First Ever Computer Virus

I have regularly worked with Windows computers since 1990 when my family was given an IBM PC Model 5150. I had never gotten a virus, ever, until last night.

I got this email with a ZIP file. I knew it was a virus, but I opened the ZIP file anyway. (Simply opening the ZIP file typically will not give you a virus; you have to open a file in the ZIP to get it.) Inside the ZIP was one file that appeared to be named something.txt. Before I double-clicked on it I should have immediately noticed all the space after the .txt in the filename. It turns out that the file was named something.txt___________________________.pif (where _ is a space). There were so many spaces that you can’t see the .pif on the end unless you went to Details view.

By doing that I got the W32/Netsky.p@MM and W32/Netsky.ad@MM virus.

I didn’t realize I had a virus until my wife checked her email. She got a message from a friend with a virus payload. Knowing how those viruses work, I immediately checked the headers and did a nslookup on the originating IP (as reported by our ISP’s SMTP server). It was a SWBell.net DSL IP address! I logged in my router and found that it’s my DSL address!

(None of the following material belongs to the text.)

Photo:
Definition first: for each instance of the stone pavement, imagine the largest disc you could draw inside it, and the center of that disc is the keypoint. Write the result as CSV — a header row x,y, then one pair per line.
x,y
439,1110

My Windows XP box is fully patched with all latest Windows Updates and Office Updates. The one thing I was lacking was the virus software. I had to redo my computer due to a hardware failure about two weeks ago, and I neglected to reinstall my virus scanner. It’s on now, and it caught the virus very quickly.

I hate the way virus scanners slow down your system, but now I definitely see why they are a necessary evil.